= H-derivative =

In mathematics, the H-derivative is a notion of derivative in the study of abstract Wiener spaces and the Malliavin calculus.

==Definition==

Let $i : H \to E$ be an abstract Wiener space, and suppose that $F : E \to \mathbb{R}$ is differentiable. Then the Fréchet derivative is a map
$\mathrm{D} F : E \to \mathrm{Lin} (E; \mathbb{R})$;
i.e., for $x \in E$, $\mathrm{D} F (x)$ is an element of $E^{*}$, the dual space to $E$.

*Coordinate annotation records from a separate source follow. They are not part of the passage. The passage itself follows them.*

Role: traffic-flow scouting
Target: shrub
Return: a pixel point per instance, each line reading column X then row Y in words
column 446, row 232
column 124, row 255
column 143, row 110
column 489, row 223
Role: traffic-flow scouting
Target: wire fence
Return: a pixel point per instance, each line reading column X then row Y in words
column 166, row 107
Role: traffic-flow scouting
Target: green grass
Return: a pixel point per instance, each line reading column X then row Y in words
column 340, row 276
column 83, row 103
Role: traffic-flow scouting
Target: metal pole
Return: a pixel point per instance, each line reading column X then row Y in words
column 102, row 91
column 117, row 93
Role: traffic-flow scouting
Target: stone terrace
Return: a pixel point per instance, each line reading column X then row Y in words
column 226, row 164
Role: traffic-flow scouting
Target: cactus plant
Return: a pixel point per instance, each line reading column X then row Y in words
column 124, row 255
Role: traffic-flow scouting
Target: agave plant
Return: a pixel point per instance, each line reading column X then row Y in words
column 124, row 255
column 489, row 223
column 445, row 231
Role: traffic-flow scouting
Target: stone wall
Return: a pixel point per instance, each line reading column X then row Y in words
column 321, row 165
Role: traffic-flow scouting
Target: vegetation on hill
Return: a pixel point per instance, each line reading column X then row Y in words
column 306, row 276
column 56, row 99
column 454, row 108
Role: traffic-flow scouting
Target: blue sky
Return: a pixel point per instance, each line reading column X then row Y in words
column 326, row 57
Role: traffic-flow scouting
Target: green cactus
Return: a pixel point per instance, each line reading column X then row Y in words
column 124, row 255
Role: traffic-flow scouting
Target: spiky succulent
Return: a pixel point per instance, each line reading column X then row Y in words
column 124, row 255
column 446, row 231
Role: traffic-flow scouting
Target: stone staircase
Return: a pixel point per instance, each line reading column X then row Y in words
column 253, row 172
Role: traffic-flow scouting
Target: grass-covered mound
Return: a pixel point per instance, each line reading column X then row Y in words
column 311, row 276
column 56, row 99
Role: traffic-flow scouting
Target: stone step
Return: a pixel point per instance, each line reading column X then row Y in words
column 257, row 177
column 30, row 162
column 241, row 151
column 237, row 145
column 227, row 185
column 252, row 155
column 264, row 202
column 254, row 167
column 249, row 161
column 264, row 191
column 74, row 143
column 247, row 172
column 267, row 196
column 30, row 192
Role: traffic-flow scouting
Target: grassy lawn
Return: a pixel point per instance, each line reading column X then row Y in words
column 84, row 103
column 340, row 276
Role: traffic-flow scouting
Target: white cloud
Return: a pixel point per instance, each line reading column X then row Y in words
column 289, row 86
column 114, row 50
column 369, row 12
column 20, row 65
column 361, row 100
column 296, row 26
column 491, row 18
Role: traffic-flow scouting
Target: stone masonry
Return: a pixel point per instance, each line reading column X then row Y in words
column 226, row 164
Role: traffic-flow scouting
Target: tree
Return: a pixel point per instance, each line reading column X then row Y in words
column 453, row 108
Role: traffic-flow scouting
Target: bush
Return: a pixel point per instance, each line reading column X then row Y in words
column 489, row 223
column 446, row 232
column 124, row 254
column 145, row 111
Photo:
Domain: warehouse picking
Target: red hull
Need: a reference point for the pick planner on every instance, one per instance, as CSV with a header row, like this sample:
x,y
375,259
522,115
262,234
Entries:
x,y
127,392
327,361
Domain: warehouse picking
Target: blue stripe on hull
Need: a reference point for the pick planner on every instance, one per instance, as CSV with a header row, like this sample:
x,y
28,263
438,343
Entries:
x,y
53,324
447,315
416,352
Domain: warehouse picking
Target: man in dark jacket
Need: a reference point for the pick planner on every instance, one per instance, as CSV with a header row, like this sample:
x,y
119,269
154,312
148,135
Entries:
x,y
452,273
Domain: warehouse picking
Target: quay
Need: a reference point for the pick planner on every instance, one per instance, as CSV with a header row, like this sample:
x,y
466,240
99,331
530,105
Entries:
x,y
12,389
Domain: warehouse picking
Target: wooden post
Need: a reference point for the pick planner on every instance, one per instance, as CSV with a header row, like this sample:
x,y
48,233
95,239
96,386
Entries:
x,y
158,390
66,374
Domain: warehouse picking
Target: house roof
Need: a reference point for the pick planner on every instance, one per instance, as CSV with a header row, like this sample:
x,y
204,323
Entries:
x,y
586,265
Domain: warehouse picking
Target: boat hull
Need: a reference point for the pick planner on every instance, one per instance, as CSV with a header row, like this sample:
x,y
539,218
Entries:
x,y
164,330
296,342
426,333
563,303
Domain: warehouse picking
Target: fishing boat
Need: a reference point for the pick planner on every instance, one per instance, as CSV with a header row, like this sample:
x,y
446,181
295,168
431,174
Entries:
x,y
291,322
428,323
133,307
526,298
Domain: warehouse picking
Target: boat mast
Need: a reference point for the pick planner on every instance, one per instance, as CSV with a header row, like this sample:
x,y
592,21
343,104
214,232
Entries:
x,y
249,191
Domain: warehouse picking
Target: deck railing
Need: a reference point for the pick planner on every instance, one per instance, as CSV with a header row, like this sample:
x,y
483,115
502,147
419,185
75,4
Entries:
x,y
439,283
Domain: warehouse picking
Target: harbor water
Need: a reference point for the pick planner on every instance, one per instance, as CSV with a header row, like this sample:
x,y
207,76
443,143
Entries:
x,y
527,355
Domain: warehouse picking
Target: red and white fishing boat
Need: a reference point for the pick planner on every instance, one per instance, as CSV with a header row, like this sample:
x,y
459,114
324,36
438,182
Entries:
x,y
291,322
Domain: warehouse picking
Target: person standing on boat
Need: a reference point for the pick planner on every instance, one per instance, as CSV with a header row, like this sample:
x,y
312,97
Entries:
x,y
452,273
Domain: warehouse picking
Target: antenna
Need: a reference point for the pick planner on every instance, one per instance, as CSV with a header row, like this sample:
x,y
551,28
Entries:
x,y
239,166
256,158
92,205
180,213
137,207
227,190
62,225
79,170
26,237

Therefore, define the $H$-derivative $\mathrm{D}_{H} F$ at $x \in E$ by
$\mathrm{D}_{H} F (x) := \mathrm{D} F (x) \circ i : H \to \R$,
a continuous linear map on $H$.

Define the $H$-gradient $\nabla_{H} F : E \to H$ by
$\langle \nabla_{H} F (x), h \rangle_{H} = \left( \mathrm{D}_{H} F \right) (x) (h) = \lim_{t \to 0} \frac{F (x + t i(h)) - F(x)}{t}$.
That is, if $j : E^{*} \to H$ denotes the adjoint of $i : H \to E$, we have $\nabla_{H} F (x) := j \left( \mathrm{D} F (x) \right)$.